Interrupted aortic arch (IAA) is a structural heart defect characterized anatomically by a discontinuity (interruption) along the aortic arch. Depending on the site of discontinuity, IAA is classified into three types (see Fig. 20), of which type B is the most frequent (50–70%). Type A is less common (30–45%) and type C is rare.

  • Type A: The discontinuity is distal to the left subclavian artery (approximately in the same region as coarctation of the aorta).
  • Type B, the most common form: The discontinuity is more proximal, between the left carotid and subclavian.
  • Type C: The discontinuity is more proximal still, between the brachiocephalic artery and the common carotid artery.

Fig. 20. Interrupted aortic arch

Fig. 20. Interrupted aortic arch
Normal Heart


Prenatal. IAA is easily missed on the obstetric anomaly scan, though it might be suspected based on discrepancy between the left and right ventricular sizes. Whereas in expert hands fetal echocardiography can provide a firm diagnosis, prenatally diagnosed cases should be confirmed postnatally.

Postnatal. Infants can present clinically in the early neonatal period, when the ductus closes, with signs and symptoms of congestive heart failure and systemic hypoperfusion (cardiogenic shock). Newborn screening via pulse oximetry can lead to earlier diagnosis.
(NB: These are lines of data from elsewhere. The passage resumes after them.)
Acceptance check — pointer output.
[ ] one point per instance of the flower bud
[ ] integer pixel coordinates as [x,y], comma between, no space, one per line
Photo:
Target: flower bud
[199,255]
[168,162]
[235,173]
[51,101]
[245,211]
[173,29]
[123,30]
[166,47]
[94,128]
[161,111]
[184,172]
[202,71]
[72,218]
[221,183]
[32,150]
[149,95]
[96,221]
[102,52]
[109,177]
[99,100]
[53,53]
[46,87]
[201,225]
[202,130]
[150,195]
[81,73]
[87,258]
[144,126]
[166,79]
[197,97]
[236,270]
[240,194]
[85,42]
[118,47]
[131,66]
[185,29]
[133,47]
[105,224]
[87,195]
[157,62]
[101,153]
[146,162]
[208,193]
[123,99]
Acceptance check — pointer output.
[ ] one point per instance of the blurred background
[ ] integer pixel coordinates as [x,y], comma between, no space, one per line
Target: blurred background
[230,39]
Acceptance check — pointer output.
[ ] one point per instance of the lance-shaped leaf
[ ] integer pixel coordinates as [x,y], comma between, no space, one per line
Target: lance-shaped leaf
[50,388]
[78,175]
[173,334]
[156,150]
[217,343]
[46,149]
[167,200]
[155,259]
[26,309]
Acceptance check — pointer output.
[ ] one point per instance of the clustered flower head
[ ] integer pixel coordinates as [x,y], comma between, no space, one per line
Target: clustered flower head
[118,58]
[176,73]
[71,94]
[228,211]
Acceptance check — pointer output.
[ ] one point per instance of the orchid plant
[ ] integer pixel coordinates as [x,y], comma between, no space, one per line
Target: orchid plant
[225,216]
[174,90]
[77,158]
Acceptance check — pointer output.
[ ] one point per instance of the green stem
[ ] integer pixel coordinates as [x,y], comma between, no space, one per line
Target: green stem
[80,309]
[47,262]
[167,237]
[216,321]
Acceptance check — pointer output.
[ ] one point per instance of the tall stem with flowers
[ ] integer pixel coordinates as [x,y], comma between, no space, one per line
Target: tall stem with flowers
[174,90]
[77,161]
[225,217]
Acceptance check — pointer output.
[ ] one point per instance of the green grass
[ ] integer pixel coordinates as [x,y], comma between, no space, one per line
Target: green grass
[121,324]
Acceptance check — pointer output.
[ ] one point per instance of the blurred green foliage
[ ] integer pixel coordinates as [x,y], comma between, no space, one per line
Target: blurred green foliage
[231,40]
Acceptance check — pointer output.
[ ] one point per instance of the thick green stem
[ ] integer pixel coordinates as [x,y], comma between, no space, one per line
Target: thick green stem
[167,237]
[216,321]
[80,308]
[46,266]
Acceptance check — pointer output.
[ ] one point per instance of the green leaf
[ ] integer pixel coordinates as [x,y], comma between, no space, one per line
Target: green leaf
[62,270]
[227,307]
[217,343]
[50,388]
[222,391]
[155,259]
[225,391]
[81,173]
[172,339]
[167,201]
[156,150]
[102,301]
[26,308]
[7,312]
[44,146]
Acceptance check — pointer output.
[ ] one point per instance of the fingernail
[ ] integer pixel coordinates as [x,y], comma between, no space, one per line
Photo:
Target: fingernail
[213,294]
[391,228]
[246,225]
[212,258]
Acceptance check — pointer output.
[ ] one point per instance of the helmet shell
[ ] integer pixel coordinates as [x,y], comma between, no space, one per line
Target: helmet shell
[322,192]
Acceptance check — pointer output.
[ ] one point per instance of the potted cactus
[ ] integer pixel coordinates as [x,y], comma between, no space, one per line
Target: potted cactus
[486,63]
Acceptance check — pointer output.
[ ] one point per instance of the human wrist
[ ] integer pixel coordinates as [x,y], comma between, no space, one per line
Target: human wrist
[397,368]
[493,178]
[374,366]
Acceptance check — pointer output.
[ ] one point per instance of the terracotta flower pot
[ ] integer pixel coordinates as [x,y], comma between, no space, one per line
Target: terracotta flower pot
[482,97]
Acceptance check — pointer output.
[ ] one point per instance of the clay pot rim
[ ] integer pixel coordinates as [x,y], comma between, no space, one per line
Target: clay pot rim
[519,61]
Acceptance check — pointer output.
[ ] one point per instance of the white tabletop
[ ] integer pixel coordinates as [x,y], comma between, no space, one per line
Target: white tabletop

Clinical and epidemiologic notes

As noted, early presentation is one of heart failure and cardiogenic shock, with rapid clinical deterioration as the ductus closes. Because of right-to-left shunting at the ductus arteriosus, infants may initially show differential oxygen saturation or cyanosis. In type A, the difference in saturation is between upper and lower limbs (the latter being lower); in type B, it is between the left and right arm (lower saturation in the left).

Ventricular septal defect and other intracardiac defects are often present.

The three types of IAA differ in their association with genetic risk factors. For example, deletion 22q11 occurs in 50% or more of cases of type B IAA, and is rare in the other types. Other syndromes that can occur with IAA include CHARGE syndrome (Q30.01).

Checklist for high-quality reporting

Interrupted Aortic Arch (IAA) – Documentation Checklist
Describe in detail the clinical and echocardiographic findings:
  • Anatomy – specify site of discontinuity, type of IAA as noted in echocardiographic report, and intracardiac anomalies, including the presence of ventricular septal defects.
  • Procedure – specify whether the cardiac findings are from a prenatal or postnatal echocardiogram, or from other investigations (e.g. catheterization, MRI), surgery, or autopsy.

Look for and document extracardiac birth defects: IAA can occur with genetic syndromes such as deletion 22q11, which is associated with many external and internal anomalies.

Report whether specialty consultation(s) was done  (e.g. a paediatric cardiologist or geneticist).

Report any genetic testing and results (e.g. chromosomal studies, genomic microarray, etc.).